Llegué al instituto y efectivamente no llegué a la hora de siempre, bueno, en el momento de siempre, no sé a que hora llegué (ya que en eso consiste la prueba), pero era mucho más temprano de lo habitual. Estuve esperando hasta que empezó a llegar gente y tiempo más tarde sonó el timbre y supe la hora: 8:30
Al ser martes teníamos educación física donde estuvimos dos horas bailando chachachá como unos profesionales (bueno quizás no tan profesionales), y tan solo eché en falta mi maravilloso reloj dos veces cuando ya me encontraba algo cansada. Sonó el timbre anunciando el recreo y volví a saber la hora: 10:30
Cada vez que el maldito timbre sonaba me sentía libre, feliz, pero aún así echaba de menos ver los números y las manecillas colocados en mi muñeca. Pronto llegó la tercera hora, francés, y bueno que contaros, estuvimos dando clase, haciendo ejercicios y mi muñeca me pedía que la observase, pero yo (telepáticamente, no creáis que estoy loca ni mucho menos) le decía que no me servía de nada observarla, que no me iba a dar ninguna información y que no merecía la pena. . .
Al principio hasta me asusté un poco al comprobar mis resultados, comprobé que estaba muy muy enganchada a la hora, como si fuese una droga. . . totalmente esclava de ella, por lo que dejé de someterme a la prueba, ya que me pareció suficiente lo que había experiementado esa mañana.
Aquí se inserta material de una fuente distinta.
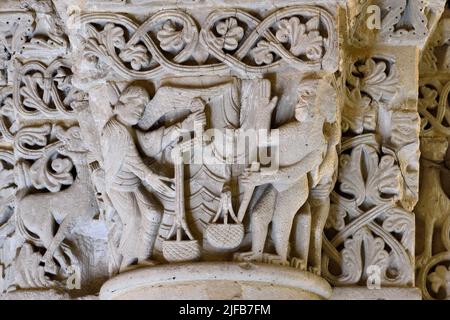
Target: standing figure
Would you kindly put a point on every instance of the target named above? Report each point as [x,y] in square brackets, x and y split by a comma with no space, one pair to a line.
[125,175]
[288,188]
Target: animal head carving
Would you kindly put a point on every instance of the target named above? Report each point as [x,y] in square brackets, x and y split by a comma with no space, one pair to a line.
[72,140]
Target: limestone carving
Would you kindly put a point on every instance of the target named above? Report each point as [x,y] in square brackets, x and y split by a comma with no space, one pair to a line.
[150,149]
[433,207]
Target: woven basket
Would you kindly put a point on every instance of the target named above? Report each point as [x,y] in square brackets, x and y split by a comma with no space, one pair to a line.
[225,236]
[180,251]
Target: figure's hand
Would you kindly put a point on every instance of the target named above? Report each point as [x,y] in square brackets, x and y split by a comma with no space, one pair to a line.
[252,179]
[194,119]
[159,183]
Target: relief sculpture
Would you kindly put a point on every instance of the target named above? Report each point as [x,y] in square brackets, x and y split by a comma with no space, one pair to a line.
[289,150]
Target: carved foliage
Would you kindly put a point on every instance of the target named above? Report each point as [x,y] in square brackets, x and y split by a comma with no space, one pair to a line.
[364,220]
[305,38]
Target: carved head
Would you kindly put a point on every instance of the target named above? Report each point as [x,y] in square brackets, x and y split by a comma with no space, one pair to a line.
[131,105]
[72,139]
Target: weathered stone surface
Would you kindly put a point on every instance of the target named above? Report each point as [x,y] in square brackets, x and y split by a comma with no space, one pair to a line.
[284,147]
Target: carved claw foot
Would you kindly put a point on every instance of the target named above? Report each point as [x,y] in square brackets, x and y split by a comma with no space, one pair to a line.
[298,263]
[50,266]
[315,270]
[147,263]
[275,259]
[247,257]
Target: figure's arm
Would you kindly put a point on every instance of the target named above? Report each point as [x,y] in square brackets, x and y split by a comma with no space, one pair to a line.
[289,174]
[137,166]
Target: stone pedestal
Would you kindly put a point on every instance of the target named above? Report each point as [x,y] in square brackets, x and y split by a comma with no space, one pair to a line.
[217,281]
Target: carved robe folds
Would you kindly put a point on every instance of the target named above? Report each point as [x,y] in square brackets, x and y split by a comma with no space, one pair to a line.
[148,149]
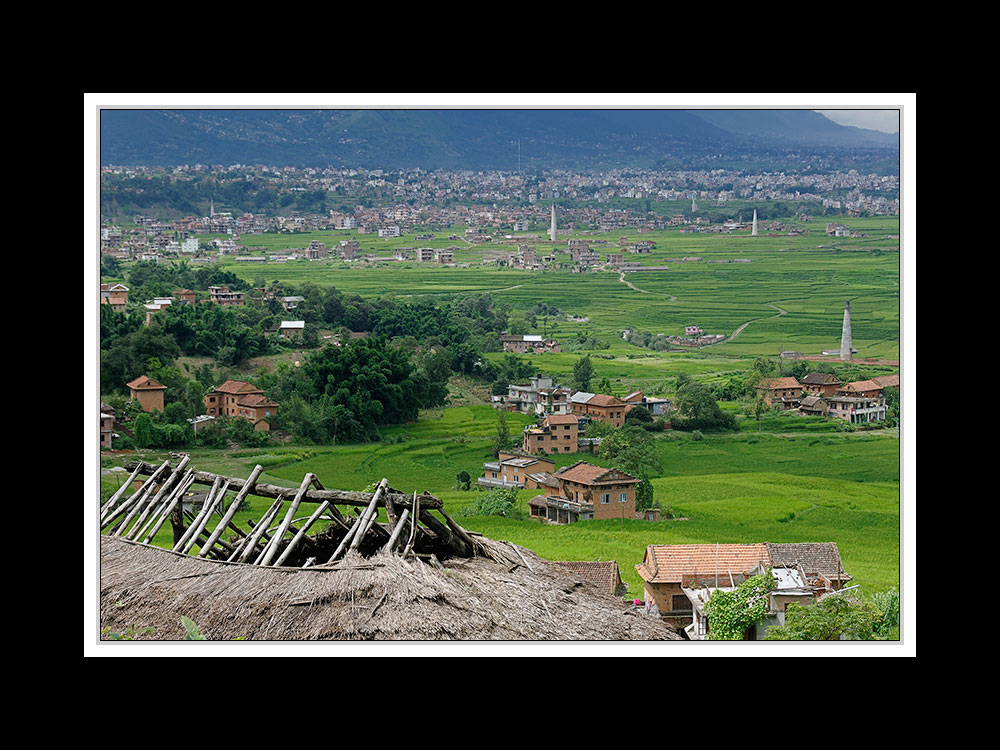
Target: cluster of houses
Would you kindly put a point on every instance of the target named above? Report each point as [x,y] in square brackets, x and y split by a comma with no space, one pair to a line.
[679,579]
[542,397]
[522,343]
[574,493]
[234,398]
[823,394]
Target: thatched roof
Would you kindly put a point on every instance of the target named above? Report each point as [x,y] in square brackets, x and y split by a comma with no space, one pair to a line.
[508,594]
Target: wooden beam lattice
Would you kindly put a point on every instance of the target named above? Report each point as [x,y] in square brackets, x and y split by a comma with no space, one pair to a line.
[411,530]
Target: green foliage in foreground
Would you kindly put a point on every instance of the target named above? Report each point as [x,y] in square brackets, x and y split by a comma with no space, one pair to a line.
[841,617]
[730,613]
[495,502]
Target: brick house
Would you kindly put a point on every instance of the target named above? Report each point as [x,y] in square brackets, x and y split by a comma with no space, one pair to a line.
[583,491]
[107,425]
[291,329]
[115,295]
[820,384]
[783,392]
[522,343]
[147,392]
[558,433]
[814,406]
[601,407]
[221,295]
[887,381]
[512,471]
[671,571]
[237,398]
[858,402]
[186,296]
Y bueno, que más contaros, la sensación que tienes es de duda continua, no sabes cuanto tiempo queda para lo próximo que tienes que hacer, el tiempo que llevas haciendo algo. . . Cuando no tienes reloj, el transcurso del tiempo es totalmente subjetivo, lo que te gusta pasa rápido, lo que no, es eterno.
Así que mientras mi muñeca está vestida con su bello reloj perfectamente colocado y ajustado, yo observo la hora 18:14 de un domingo 24 de Febrero de 2013, mientras mis dedos acompasados acaban de escribir esta historia.